At this time of year when we’re shopping for family and friends, how about a few gifts for a friend the average American spends 28 hours a week with — our televisions.
If I had an unlimited budget, here’s what I’d get a few of our TV pals.
Writers of "Nashville" • A sense of humor.
Writers of "Scandal" • Less unintentional humor.
Writers of "Hawaii Five-O" • Season 1 of the show on DVD, to remind them it used to be better.
KSL management • The realization that I’m not making up those lousy ratings numbers, I’m just reporting them.
KTVX and KUCW • Enough pre-emptions so no Real Salt Lake games are tape-delayed.
The Pac-12 Network • A deal with DirecTV. (Duh!)
"The Simpsons" • A graceful exit. It’s time for this show to retire. (D’oh!)
"How I Met Your Mother" • The identity of the mother.
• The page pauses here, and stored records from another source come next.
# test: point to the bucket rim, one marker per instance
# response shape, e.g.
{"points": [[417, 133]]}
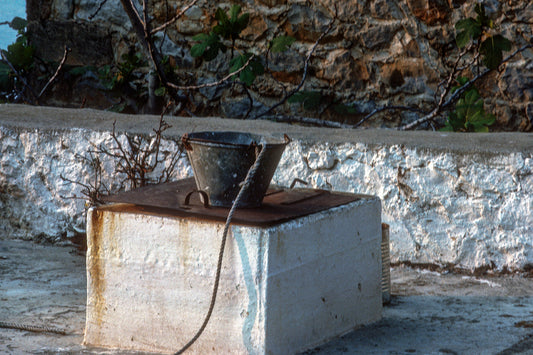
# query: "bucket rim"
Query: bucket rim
{"points": [[255, 139]]}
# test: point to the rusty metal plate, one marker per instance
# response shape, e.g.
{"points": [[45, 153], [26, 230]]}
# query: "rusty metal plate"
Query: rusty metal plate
{"points": [[279, 205]]}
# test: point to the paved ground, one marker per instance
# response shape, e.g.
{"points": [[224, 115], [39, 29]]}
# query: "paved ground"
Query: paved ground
{"points": [[430, 313]]}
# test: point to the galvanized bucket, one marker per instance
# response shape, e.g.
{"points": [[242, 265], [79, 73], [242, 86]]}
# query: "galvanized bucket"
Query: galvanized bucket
{"points": [[221, 160]]}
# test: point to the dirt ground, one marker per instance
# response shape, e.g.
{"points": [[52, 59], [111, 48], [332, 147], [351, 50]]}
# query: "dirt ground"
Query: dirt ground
{"points": [[430, 312]]}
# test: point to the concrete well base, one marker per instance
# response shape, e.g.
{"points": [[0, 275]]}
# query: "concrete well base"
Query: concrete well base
{"points": [[283, 289]]}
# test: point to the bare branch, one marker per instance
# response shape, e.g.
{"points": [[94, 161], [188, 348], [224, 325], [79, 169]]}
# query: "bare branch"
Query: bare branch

And a graceful exit.
"Smash" • More singing, less ridiculous melodrama.
"Glee" • A bullet.
"Don’t Trust the B---- In Apt. 23 • Viewers.
Syfy Channel • A series set in outer space. To fit your alleged science-fiction theme.
"Project Runway" • A little respect.
"The Good Wife" • A lot of respect.
"The Bachelor/Bachelorette" • An Emmy nomination — for best scripted comedy.
PBS • Adequate funding to keep this national treasure up and running.
Big Bird • An exemption from ever being used in a political campaign again. By either side.
BYU and Utah football • Now that the Utes and Cougars are more readily available on TV, games that are worth watching.